Listed Building – Grade II
- Official name: New County Hall including terrace pool surrounds and bridge to courtyard
- Designated: 24 April 1998
- Reference no.: 1323700

= Lys Kernow =

County building in Truro, Cornwall, England

Lys Kernow (/kw/; Court of Cornwall), known as New County Hall between 1966 and 2009, is a municipal facility at Treyew Road in Truro, Cornwall. Dalvenie House, which is at the north end of the site, is retained for use as the county register office. The building, which serves as the headquarters of Cornwall Council, is a Grade II listed building.

==History==
During the first half of the 20th century Cornwall County Council held its meetings at the Old County Hall at Station Road in Truro.
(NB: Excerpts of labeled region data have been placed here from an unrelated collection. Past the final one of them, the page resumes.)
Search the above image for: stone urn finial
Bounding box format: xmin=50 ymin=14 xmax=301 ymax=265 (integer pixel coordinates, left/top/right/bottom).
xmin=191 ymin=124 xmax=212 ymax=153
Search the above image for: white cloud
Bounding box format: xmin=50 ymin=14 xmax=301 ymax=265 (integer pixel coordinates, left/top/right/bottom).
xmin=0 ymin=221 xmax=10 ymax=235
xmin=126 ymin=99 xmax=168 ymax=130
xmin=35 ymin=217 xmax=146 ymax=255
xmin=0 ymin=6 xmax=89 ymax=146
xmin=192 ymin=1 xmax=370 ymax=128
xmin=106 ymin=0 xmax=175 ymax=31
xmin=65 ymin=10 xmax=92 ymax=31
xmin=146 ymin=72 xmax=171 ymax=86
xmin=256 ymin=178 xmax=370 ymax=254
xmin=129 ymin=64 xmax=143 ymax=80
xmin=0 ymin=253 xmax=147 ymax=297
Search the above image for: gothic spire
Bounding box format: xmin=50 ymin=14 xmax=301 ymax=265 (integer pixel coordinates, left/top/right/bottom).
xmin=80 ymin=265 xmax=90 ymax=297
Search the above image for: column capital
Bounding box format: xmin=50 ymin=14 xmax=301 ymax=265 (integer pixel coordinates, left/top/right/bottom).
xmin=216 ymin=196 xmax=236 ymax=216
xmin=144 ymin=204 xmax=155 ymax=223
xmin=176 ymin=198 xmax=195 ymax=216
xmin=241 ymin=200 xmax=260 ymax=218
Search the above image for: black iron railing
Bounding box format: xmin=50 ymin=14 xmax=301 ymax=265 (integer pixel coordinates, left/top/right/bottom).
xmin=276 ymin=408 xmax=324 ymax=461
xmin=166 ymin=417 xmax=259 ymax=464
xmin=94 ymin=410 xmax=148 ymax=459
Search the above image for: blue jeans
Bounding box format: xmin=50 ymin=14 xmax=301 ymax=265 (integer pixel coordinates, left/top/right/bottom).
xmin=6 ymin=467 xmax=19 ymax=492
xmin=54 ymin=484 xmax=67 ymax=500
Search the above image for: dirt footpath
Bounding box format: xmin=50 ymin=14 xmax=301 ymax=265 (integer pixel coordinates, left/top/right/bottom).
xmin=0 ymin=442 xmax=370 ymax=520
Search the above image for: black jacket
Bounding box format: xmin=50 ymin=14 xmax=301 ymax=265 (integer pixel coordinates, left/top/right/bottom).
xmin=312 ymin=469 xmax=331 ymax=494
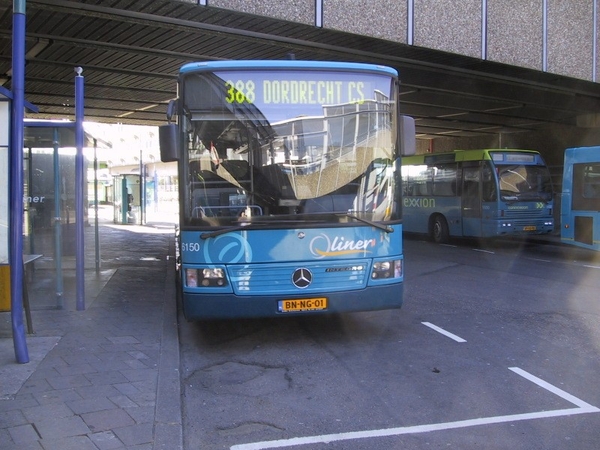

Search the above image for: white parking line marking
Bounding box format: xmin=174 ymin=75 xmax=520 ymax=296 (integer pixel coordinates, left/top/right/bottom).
xmin=508 ymin=367 xmax=600 ymax=411
xmin=421 ymin=322 xmax=467 ymax=342
xmin=471 ymin=248 xmax=496 ymax=255
xmin=230 ymin=367 xmax=600 ymax=450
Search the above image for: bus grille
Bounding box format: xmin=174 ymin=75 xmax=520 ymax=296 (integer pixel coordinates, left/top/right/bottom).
xmin=229 ymin=259 xmax=371 ymax=295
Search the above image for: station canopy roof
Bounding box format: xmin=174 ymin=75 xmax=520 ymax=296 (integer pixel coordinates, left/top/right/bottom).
xmin=0 ymin=0 xmax=600 ymax=138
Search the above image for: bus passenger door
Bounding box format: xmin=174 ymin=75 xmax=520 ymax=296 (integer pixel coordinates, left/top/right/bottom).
xmin=461 ymin=162 xmax=481 ymax=236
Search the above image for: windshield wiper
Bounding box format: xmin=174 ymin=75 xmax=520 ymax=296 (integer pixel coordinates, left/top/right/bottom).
xmin=200 ymin=222 xmax=265 ymax=239
xmin=343 ymin=213 xmax=394 ymax=233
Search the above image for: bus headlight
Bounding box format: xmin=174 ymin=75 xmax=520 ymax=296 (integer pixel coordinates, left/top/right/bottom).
xmin=371 ymin=259 xmax=402 ymax=279
xmin=185 ymin=268 xmax=227 ymax=287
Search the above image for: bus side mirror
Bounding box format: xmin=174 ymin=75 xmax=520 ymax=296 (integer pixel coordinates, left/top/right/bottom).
xmin=398 ymin=116 xmax=417 ymax=156
xmin=158 ymin=123 xmax=179 ymax=162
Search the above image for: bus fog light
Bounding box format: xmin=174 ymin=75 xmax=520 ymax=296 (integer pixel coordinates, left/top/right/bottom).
xmin=202 ymin=269 xmax=225 ymax=278
xmin=185 ymin=269 xmax=198 ymax=287
xmin=371 ymin=259 xmax=402 ymax=279
xmin=185 ymin=268 xmax=227 ymax=287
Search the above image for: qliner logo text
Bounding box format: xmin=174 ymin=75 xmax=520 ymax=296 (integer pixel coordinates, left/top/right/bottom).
xmin=310 ymin=234 xmax=376 ymax=258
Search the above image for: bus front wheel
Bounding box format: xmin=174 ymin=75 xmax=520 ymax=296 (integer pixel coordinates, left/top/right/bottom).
xmin=430 ymin=214 xmax=450 ymax=244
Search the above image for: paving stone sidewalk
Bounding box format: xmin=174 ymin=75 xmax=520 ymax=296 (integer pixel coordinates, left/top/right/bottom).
xmin=0 ymin=216 xmax=182 ymax=450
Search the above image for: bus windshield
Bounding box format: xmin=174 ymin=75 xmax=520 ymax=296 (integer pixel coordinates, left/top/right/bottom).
xmin=180 ymin=69 xmax=400 ymax=227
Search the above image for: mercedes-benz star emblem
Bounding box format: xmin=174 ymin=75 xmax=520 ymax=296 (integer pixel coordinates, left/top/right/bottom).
xmin=292 ymin=267 xmax=312 ymax=289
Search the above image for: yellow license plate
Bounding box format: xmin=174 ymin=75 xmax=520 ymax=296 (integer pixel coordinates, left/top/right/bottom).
xmin=278 ymin=297 xmax=327 ymax=312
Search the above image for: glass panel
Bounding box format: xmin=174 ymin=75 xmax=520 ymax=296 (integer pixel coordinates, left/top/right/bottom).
xmin=183 ymin=71 xmax=399 ymax=226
After deciding that the Old County Hall was inadequate for their needs, council leaders decided to procure a new purpose-built building: the site selected had been occupied by the grounds of a private house known as Dalvenie House, as well as some surrounding fields.

The new building was designed by the Duchy Architect, Francis Kenneth Hicklin, and his successor, Alan Groves, in the Brutalist style and was officially opened by Queen Elizabeth II on 14 July 1966. The design involved a three-storey square concrete-framed structure with circa 50 bays on each side; the bays contained a window on each floor flanked by concrete slabs. Internally, the principal room was the council chamber which was on the first floor and was cantilevered out of the main building on the east side. There was a courtyard, landscaped by Sir Geoffrey Jellicoe, in the centre of the building; a sculpture by Barbara Hepworth, known as "Rock form, Porthcurno", was unveiled in the courtyard garden when the building opened.

Following the abolition of Cornwall County Council in April 2009, the building became the headquarters of the new unitary authority, Cornwall Council. This was followed by an extensive programme of refurbishment works, to a design by Poynton Bradbury Wynter Cole of St Ives, which was completed in 2013.

The building contains an extensive collection of modern art including a painting by the Cornish fisherman and artist, Alfred Wallis, depicting the harbour entrance at Penzance.